I picture my small self in the dimly-lighted rooms, sitting with my head upon my hand, listening to the
doleful performance of Mr. Mell, and conning tomorrow's lessons. I picture myself with my books shut up, still listening to the
doleful performance of Mr. Mell, and listening through it to what used to be at home, and to the blowing of the wind on Yarmouth flats, and feeling very sad and
solitary. I picture myself going up to bed, among the
unused rooms, and sitting on my bed-side crying for a comfortable word from Peggotty.

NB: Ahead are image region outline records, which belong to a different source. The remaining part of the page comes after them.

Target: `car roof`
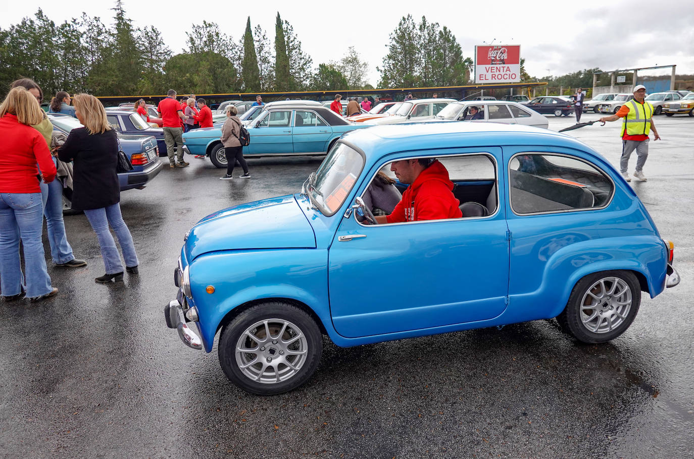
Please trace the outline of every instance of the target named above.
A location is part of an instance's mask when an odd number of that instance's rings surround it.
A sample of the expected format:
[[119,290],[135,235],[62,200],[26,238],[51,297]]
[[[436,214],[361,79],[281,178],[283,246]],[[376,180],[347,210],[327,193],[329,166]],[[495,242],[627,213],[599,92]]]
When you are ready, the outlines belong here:
[[552,145],[578,149],[608,162],[600,153],[572,136],[520,124],[469,121],[403,123],[358,129],[345,134],[342,139],[359,148],[371,162],[384,155],[413,148],[423,150],[465,146]]

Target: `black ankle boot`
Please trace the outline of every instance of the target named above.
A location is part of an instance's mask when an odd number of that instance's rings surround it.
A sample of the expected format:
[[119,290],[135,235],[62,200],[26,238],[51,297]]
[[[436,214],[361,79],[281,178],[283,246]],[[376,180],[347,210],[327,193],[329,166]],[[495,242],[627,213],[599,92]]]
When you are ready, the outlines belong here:
[[123,271],[120,272],[116,272],[115,274],[105,274],[101,277],[96,277],[94,280],[97,282],[110,282],[112,279],[116,279],[116,282],[123,280]]

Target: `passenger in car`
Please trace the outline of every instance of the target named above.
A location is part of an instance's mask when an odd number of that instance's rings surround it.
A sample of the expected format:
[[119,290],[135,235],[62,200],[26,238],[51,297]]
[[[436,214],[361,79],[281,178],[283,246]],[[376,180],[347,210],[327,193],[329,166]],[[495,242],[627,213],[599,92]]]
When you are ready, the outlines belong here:
[[453,196],[448,171],[436,158],[396,161],[391,171],[409,187],[389,215],[377,216],[376,222],[396,223],[421,220],[460,218],[460,202]]

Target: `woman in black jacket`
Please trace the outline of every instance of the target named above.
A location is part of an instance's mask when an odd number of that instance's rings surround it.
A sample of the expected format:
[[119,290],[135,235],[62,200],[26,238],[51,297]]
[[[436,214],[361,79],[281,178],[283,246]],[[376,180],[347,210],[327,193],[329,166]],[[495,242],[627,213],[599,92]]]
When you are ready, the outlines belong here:
[[89,94],[77,94],[73,100],[75,115],[85,127],[70,132],[58,155],[62,161],[74,163],[72,208],[84,211],[101,249],[106,273],[94,280],[120,281],[123,279],[123,264],[108,230],[109,224],[121,245],[128,272],[136,274],[138,262],[133,236],[123,221],[119,204],[117,134],[106,121],[106,112],[99,99]]

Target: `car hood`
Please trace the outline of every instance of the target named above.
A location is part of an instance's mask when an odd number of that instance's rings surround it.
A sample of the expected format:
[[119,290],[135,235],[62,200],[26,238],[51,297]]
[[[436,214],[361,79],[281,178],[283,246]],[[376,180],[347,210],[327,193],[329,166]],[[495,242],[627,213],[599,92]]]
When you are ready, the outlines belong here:
[[187,235],[189,261],[220,250],[315,248],[313,228],[291,195],[211,214]]

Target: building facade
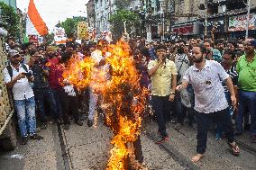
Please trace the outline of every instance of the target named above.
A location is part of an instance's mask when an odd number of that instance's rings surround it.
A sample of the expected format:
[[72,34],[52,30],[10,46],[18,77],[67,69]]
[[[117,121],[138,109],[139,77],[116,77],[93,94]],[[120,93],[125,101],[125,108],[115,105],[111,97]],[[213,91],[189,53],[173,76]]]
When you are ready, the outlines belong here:
[[104,31],[110,31],[108,20],[114,12],[114,0],[95,0],[95,27],[97,35]]
[[14,10],[17,9],[17,3],[16,0],[0,0],[0,2],[3,2],[10,6],[12,6]]
[[[176,0],[171,31],[187,38],[204,38],[209,37],[215,27],[216,39],[243,39],[247,22],[246,4],[247,1],[243,0]],[[249,35],[252,37],[256,35],[255,7],[256,0],[251,0]],[[190,16],[184,17],[185,13]]]
[[[242,38],[245,35],[247,0],[131,0],[127,6],[142,17],[148,40],[205,38],[215,29],[215,38]],[[108,22],[115,13],[114,0],[90,0],[88,19],[97,34],[110,31]],[[251,0],[249,35],[256,36],[256,0]]]
[[95,12],[95,0],[89,0],[87,4],[87,21],[89,27],[96,27],[96,12]]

I picture myself coming downstairs in the morning, and looking through a long
ghastly gash of a
staircase window at the school-bell
hanging on the top of an out-house with a weathercock above it; and dreading the time when it shall ring J. Steerforth and the rest to work: which is only second, in my foreboding
apprehensions, to the time when the man with the wooden leg shall
unlock the rusty gate to give admission to the awful Mr. Creakle. I cannot think I was a very dangerous character in any of these aspects, but in all of them I carried the same
warning on my back.
Mr. Mell never said much to me, but he was never harsh to me. I suppose we were company to each other, without talking. I forgot to mention that he would talk to himself sometimes, and grin, and clench his fist, and grind his teeth, and pull his hair in an unaccountable manner. But he had these peculiarities: and at first they frightened me, though I soon got used to them.